Partager:

JAKARTA - Le gouverneur de Jakarta, Pramono Anung, a répondu à la décision de la Cour constitutionnelle qui a confirmé le statut de la capitale nationale qui est toujours à Jakarta. Cette affirmation émerge parce qu’il n’y a pas de décision du président concernant le transfert de la capitale nationale à la capitale nationale.

Pramono a déclaré que le gouvernement provincial de DKI avait toujours exercé la fonction de Jakarta en tant que capitale du pays. Cela se reflete dans l’utilisation du nommé de DKI Jakarta dans diverses activitı́s de gouvernement.

« En ce qui concerne la décision de la Cour constitutionnelle concernant la capitale de Jakarta, je comprends et je connais parfaitement. Tant que le président n’a pas de décision de rélocalisation, elle reste la capitale », a déclaré Pramono au Palais de la ville de Jakarta, mercredi 13 mai.

Selon lui, la décision du Conseil constitutionnel est conforme à la situation administrative qui a été mise en place à Jakarta. Comme il n’y a pas de keppres de rélocalisation de la capitale, le statut de Jakarta n’a pas encore été totalement changé en une région speciale de Jakarta (DKJ).

« Alors pourquoi jusqu’à aujourd’hui, toutes les activités à Jakarta, l’utilisation de DKI est toujours utilisée, jusqu’à ce qu’il y ait une décision du président pour le transfert de la capitale », a-t-il déclaré.

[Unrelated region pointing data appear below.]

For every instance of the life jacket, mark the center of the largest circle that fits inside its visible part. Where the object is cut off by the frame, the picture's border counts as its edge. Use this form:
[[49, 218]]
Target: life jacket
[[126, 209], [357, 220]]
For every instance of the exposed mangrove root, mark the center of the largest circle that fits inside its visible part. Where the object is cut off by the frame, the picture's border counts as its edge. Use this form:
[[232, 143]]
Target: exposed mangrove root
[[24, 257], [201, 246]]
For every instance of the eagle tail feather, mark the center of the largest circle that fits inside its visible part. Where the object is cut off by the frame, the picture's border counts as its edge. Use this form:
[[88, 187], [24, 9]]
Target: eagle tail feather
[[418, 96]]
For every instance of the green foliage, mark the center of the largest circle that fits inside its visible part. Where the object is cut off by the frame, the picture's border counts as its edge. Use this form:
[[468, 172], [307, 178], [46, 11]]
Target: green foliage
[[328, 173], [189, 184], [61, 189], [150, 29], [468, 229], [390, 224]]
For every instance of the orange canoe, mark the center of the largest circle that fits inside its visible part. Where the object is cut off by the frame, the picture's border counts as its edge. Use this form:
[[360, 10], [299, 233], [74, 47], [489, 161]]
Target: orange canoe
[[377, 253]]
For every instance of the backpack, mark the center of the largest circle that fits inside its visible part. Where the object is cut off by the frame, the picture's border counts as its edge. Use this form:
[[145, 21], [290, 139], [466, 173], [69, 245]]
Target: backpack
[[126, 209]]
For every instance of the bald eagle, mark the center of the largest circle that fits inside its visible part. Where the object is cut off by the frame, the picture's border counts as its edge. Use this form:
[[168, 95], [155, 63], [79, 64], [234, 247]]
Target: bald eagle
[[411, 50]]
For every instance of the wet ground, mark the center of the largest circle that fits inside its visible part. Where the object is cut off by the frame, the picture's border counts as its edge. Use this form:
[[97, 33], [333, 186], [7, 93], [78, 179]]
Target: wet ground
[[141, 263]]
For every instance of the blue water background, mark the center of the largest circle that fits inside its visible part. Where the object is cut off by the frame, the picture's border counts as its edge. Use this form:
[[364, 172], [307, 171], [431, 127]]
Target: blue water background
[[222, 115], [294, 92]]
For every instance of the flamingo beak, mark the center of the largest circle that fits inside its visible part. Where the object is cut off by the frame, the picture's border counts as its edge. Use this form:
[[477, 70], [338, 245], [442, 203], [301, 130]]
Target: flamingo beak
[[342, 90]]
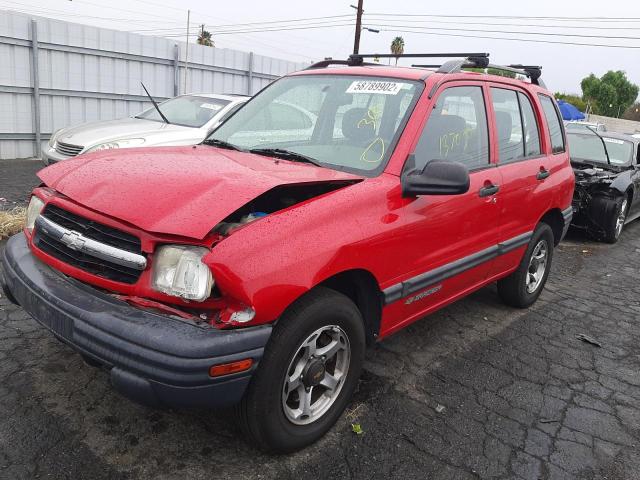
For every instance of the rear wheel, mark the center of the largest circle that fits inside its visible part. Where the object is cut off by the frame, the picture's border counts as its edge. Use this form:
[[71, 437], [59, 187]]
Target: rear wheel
[[619, 208], [523, 287], [307, 375]]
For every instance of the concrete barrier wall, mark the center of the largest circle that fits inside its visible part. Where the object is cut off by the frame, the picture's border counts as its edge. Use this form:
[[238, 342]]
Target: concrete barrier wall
[[55, 74]]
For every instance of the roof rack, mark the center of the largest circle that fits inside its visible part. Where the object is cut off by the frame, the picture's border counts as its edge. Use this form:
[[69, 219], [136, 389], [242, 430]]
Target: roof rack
[[330, 61], [463, 60], [357, 59]]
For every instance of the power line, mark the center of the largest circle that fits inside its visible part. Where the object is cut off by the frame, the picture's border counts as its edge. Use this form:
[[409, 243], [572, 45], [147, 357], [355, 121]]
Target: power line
[[217, 28], [306, 27], [515, 17], [512, 32], [529, 40], [589, 27]]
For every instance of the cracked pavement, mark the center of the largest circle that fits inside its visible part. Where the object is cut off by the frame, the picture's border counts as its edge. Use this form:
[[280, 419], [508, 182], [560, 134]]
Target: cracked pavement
[[523, 398]]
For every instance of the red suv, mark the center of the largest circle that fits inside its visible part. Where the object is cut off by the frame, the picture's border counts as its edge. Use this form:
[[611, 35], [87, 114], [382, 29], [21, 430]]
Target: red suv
[[339, 205]]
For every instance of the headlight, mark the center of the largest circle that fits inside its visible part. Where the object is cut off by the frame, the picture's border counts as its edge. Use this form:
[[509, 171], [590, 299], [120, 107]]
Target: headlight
[[178, 271], [54, 137], [124, 143], [33, 211]]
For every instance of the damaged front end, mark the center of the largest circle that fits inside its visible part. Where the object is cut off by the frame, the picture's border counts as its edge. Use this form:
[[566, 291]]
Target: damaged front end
[[594, 188]]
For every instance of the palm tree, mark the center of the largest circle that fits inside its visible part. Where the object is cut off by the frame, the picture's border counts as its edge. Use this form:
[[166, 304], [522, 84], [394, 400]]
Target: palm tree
[[397, 47], [205, 38]]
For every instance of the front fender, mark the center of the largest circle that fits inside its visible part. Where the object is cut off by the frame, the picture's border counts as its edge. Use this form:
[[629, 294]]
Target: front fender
[[622, 182], [273, 261]]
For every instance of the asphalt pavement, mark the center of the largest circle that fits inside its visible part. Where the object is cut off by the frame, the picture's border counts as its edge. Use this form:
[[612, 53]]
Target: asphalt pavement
[[477, 390]]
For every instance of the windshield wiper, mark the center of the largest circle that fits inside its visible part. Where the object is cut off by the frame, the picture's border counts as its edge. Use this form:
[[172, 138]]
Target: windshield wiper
[[155, 104], [285, 154], [214, 142]]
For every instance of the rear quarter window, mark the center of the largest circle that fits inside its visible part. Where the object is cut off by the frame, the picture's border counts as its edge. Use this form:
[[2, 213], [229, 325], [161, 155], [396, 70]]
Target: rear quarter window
[[554, 123]]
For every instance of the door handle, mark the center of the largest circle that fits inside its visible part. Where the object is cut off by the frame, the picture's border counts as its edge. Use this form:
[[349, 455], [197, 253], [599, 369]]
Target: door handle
[[543, 173], [488, 190]]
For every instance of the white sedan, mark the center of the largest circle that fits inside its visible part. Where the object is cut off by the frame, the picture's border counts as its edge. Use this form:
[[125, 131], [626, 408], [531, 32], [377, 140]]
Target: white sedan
[[188, 120]]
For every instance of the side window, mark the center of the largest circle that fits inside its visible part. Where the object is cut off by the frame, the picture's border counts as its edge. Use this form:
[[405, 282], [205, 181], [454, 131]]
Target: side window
[[508, 125], [555, 126], [531, 130], [456, 129]]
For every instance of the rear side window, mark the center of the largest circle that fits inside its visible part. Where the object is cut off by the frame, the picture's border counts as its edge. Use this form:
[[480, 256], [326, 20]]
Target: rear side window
[[456, 130], [508, 125], [553, 121], [531, 130]]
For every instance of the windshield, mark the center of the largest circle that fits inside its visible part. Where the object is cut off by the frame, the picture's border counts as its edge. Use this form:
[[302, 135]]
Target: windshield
[[187, 110], [343, 122], [589, 148]]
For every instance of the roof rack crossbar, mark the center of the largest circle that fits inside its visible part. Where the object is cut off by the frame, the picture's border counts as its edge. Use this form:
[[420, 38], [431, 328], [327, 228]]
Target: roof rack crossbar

Pramono a estimé que la substance de la décision du Conseil constitutionnel n’a pas changé la pratique mise en place jusqu’alors par le gouvernement de la province de Jakarta. « Ainsi, ce qui est la décision du Conseil constitutionnel, nous l’avons appliqué jusqu’à maintenant », a poursuivi Pramono.

Auparavant, la Cour constitutionnelle (MK) a confirmé que le statut de la capitale nationale est encore à Jakarta car il n’y a pas de décision du président (keppres) concernant le transfert de la capitale à la capitale nationale (IKN).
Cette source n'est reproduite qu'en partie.